И ничуть не удивилась, снова оказавшись рядом со статуей спящего дракона.
— Здравствуй, — улыбнулась я ему, как старому знакомому. В самом деле, почему-то я была рада встрече. — Знаешь, сегодня я в первый раз видела живых драконов. Красивые…
Мне показалось, будто от статуи пошла волна горечи.
— Ну что ты, ты все равно самый красивый. — Я погладила его по переносью, чмокнула между ноздрей и, повинуясь самой мне непонятному порыву, добавила: — И ты обязательно полетишь.
Снова горечь и… боль?
— Кто же тебя обидел, такого славного? — Наверное, происходи все наяву, я бы сама усомнилась в собственном рассудке. А во сне — будто так и надо, успокаивать расстроенную статую дракона.

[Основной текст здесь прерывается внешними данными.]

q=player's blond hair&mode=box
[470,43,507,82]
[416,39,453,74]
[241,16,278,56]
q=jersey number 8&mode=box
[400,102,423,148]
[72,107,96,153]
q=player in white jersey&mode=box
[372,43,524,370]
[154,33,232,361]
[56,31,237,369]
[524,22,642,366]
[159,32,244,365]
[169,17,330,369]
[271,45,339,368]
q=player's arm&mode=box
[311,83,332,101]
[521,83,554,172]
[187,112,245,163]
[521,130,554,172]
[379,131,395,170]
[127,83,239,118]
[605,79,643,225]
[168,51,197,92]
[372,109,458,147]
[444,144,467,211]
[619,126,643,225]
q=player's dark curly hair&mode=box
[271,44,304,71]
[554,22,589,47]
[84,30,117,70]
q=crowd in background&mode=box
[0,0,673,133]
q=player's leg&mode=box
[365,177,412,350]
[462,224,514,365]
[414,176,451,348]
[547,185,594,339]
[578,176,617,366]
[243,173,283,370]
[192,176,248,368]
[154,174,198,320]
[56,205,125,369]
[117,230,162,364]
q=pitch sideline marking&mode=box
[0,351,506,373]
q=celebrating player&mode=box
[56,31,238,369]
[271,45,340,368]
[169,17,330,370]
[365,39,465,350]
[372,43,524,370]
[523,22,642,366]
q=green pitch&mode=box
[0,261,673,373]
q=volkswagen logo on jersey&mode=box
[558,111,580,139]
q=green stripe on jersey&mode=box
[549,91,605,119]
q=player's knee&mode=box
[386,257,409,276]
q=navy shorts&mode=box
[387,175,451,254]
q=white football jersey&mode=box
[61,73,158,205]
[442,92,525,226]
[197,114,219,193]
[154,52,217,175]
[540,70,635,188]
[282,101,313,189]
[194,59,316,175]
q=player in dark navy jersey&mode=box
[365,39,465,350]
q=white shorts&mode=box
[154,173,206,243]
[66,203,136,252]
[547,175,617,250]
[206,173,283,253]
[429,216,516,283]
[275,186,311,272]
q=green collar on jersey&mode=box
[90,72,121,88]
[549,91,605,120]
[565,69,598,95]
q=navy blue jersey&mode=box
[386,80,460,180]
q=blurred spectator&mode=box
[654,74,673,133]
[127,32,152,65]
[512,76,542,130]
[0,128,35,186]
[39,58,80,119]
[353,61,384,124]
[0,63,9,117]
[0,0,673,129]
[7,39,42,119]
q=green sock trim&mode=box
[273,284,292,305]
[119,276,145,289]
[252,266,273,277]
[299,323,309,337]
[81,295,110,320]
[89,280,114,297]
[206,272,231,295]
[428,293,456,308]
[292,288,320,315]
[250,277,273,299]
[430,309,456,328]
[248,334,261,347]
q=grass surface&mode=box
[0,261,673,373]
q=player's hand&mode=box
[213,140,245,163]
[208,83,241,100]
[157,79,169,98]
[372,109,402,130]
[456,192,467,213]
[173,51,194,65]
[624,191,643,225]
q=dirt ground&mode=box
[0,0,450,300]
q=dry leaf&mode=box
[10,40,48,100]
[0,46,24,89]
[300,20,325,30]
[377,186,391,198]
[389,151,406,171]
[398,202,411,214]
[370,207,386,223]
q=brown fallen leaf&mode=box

Я ткнулась лбом в его висок. А еще говорят, будто драконы — ящеры.
Холоднокровные. Какой же он холоднокровный. Теплый, как… объятья Родерика. И рядом с ним так же уютно.
«Сайфер», — пришло откуда-то имя.
— Сайфер, — повторила я вслух.
Почесала дракона за ухом, как кота, и, как и в прошлый раз, мне показалось, что он замурлыкал. Нет, звука я не услышала и вибрации тоже. Просто… показалось.
Я снова устроилась у него под мышкой, прислонившись спиной к боку.
— Не против, если я присяду тебе на уши?
За время жизни в приюте я привыкла, что делиться сокровенным можно только с госпожой Кассией. Любые секреты, рассказанные подругам или друзьям, почти мгновенно станут всеобщим достоянием. Не по злобе. Одинаковая еда, общие спальни, общий досуг… общие секреты — трудно носить что-то в себе и не поделиться с теми, кто все время рядом.
Я привыкла молчать, но сейчас мне почему-то захотелось выговориться. Наверное, просто слишком много нового, слишком много впечатлений, и никого, с кем можно было бы поделиться открытиями и сомнениями. Нет, почти все мои новые знакомые — ну, с кем я успела перекинуться больше чем парой слов — виделись хорошими людьми, но это еще не повод изливать на них свое душевное содержимое.
Статуя дракона из сна никому ничего не разболтает, к тому же умеет слушать. Конечно, все это лишь моя фантазия, но Сайфер действительно слушал. От него исходило то любопытство, то веселье, а то и самая настоящая ярость — когда я рассказывала про увиденное в кабинете Родерика. И, конечно же, получилось так, что почти сразу в моем рассказе остался только он.